La domanda che ora le Case automobilistiche che operano in Italia è però la seguente: il «Dieselgate» che impatto avrà? E tenendo conto che le automobili a gasolio rappresentano quasi il 56% delle immatricolazioni, c'è il pericolo di un disamore verso questa motorizzazione, facendo di tutta l'erba un fascio? Le amministrazioni comunali ne approfitteranno per limitare ulteriormente l'ingresso dei veicoli nelle cerchie urbane, sfruttando l'occasione per fare ancora una volta cassa? Le associazioni di categoria, Unrae (importatori), Anfia (filiera nazionale) e Federauto (concessionari) hanno scelto la strada del silenzio.
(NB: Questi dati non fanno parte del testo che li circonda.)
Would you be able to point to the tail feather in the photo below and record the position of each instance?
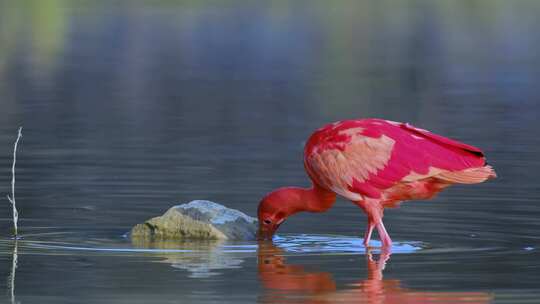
(468, 176)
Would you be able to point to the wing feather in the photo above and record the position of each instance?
(373, 155)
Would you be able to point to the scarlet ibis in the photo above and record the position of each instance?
(376, 164)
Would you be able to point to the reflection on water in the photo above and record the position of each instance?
(289, 283)
(202, 259)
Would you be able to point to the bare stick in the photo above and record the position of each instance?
(11, 279)
(12, 198)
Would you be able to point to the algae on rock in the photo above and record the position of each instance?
(198, 220)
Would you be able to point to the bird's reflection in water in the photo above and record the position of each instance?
(288, 283)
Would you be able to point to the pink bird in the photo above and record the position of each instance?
(376, 164)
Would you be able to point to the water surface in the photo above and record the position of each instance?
(131, 107)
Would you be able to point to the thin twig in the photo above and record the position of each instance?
(12, 198)
(11, 281)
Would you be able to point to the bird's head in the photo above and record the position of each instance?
(272, 212)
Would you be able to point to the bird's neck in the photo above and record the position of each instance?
(314, 199)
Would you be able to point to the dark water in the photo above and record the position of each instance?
(131, 107)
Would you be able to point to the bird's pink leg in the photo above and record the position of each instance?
(369, 230)
(374, 211)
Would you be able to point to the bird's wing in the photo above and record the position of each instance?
(377, 154)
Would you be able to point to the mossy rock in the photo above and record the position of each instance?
(198, 219)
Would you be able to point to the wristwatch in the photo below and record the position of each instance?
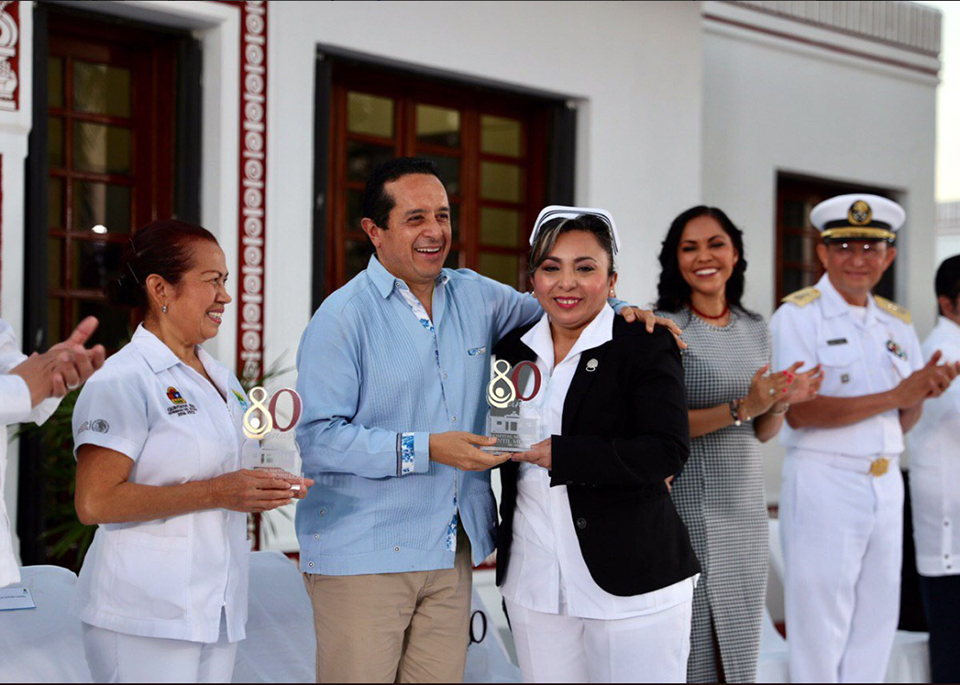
(736, 411)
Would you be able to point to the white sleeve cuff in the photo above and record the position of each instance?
(15, 405)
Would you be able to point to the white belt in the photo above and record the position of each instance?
(868, 466)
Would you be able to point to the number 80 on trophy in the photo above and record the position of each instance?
(512, 418)
(271, 447)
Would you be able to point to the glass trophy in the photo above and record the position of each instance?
(269, 447)
(512, 418)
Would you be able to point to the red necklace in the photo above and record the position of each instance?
(726, 310)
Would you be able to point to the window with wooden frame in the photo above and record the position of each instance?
(111, 96)
(797, 263)
(490, 148)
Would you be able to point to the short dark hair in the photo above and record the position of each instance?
(673, 292)
(553, 229)
(377, 202)
(947, 283)
(161, 248)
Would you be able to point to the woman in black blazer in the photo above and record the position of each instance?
(594, 563)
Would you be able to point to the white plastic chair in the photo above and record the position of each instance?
(43, 645)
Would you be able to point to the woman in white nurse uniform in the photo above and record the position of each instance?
(163, 590)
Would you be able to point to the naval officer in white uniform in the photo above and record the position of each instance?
(30, 390)
(841, 507)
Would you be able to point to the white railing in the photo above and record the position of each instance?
(948, 218)
(906, 25)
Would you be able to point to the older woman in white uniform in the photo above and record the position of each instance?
(163, 591)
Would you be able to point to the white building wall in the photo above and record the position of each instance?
(772, 105)
(633, 68)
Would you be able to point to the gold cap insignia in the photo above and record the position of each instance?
(859, 213)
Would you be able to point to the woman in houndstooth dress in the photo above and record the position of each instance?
(719, 493)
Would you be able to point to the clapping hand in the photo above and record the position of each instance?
(64, 367)
(802, 387)
(930, 381)
(765, 391)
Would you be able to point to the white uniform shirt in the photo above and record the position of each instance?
(547, 572)
(15, 407)
(168, 577)
(858, 357)
(935, 467)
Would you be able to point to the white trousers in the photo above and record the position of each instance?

A sbilanciarsi è un dealer del Gruppo Volkswagen il quale, venuto a conoscenza del mea culpa recitato questa volta dal responsabile della Casa automobilistica negli Usa, Michael Horn («siamo stati disonesti e abbiamo rovinato tutto»), afferma: «La nostra marca ha impostato il suo lavoro sui valori etici e ora il manager americano fa una dichiarazione in senso contrario. A questo punto è logico porsi più di una domanda. E il dubbio che si insinua è se le macchine Euro 6 che vendiamo sono veramente Euro 6».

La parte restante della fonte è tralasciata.